Question, category: rhetorical...Where were the 'guardians' of the public interest when the sharks were at play, in the late '90s feeding frenzy?
  There are some defenders of the market establishment who are fond of pointing out that "nobody was complaining while the market was going up", implying that we have no right to complain about it now  that it has collapsed.  In fact, some of us, if only a minority, were not getting rich off the hype because we underestimated the power of the powerful to drag the public into the greater-fool syndrome.  I didn't hear much complaining either, but I certainly saw and felt some disbelief and warnings about what was going on.  Regrettably, some of us in that group also underestimated the extent of the subsequent collapse, no doubt to some degree because we were being misled by the companies and the friendly analysts who kept assuring us there was value where none existed, not to mention all the professional financial advisers making their own rewards touting the benefits of compounded yield in a market that could only go up.

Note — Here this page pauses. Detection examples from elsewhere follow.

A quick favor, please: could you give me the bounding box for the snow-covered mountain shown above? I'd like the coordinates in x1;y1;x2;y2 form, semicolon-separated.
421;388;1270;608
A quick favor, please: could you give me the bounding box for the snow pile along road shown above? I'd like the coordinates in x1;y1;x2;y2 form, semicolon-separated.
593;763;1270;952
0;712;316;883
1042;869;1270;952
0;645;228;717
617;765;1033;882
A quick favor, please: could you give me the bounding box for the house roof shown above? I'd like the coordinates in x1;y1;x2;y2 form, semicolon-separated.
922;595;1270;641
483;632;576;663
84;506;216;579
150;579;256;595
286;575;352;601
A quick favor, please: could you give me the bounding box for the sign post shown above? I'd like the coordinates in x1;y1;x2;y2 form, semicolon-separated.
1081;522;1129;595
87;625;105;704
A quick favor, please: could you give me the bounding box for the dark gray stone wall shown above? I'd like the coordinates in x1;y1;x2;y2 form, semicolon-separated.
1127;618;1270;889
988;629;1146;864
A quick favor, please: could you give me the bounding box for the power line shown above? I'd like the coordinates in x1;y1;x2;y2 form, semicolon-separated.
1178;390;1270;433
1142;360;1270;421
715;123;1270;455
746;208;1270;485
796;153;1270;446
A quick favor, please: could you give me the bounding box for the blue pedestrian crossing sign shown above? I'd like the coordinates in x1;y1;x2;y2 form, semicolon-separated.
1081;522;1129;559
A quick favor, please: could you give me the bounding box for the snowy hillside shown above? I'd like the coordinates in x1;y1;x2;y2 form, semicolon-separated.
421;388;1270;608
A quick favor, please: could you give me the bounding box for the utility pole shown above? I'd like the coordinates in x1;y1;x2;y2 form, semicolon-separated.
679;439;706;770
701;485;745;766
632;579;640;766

  I don't expect we'll ever see it addressed, but the consequences of the lies are much broader than the specific charges being made against the analysts.  It's not just that somebody lost money on stock ABC because they believed some analyst's hype of stock ABC when in reality the analyst thought ABC was a piece of garbage.  The lies, and the general philosophy that if somebody loses their money while you gain because they believed your lies, it's THEIR fault for being "greedy" and believing you, created an atmosphere in which many professionals were perpetrating one of the greatest re-distributions of wealth in history, funneling the often hard-earned wealth of the many into the massive fortunes of the few who were not above profiting from the deception.  Not only were the ABCs' valuations being distorted, most of the market became distorted to the point where there were few if any things for a prudent investor to buy at a fair price.
  I once believed that the Nasdaq could not fall as badly as it has because the natural consequence of such an event would be an erosion of investor confidence to the point of killing the goose that lays the golden egg.  I figured the powerful would not let that happen because it would ultimately inhibit their ability to collect the eggs.  Either I gave them too much credit, or failed to recognize that they would collect enough eggs before the goose died to tide them over until the next one came along.  Maybe there really is a sucker born every minute.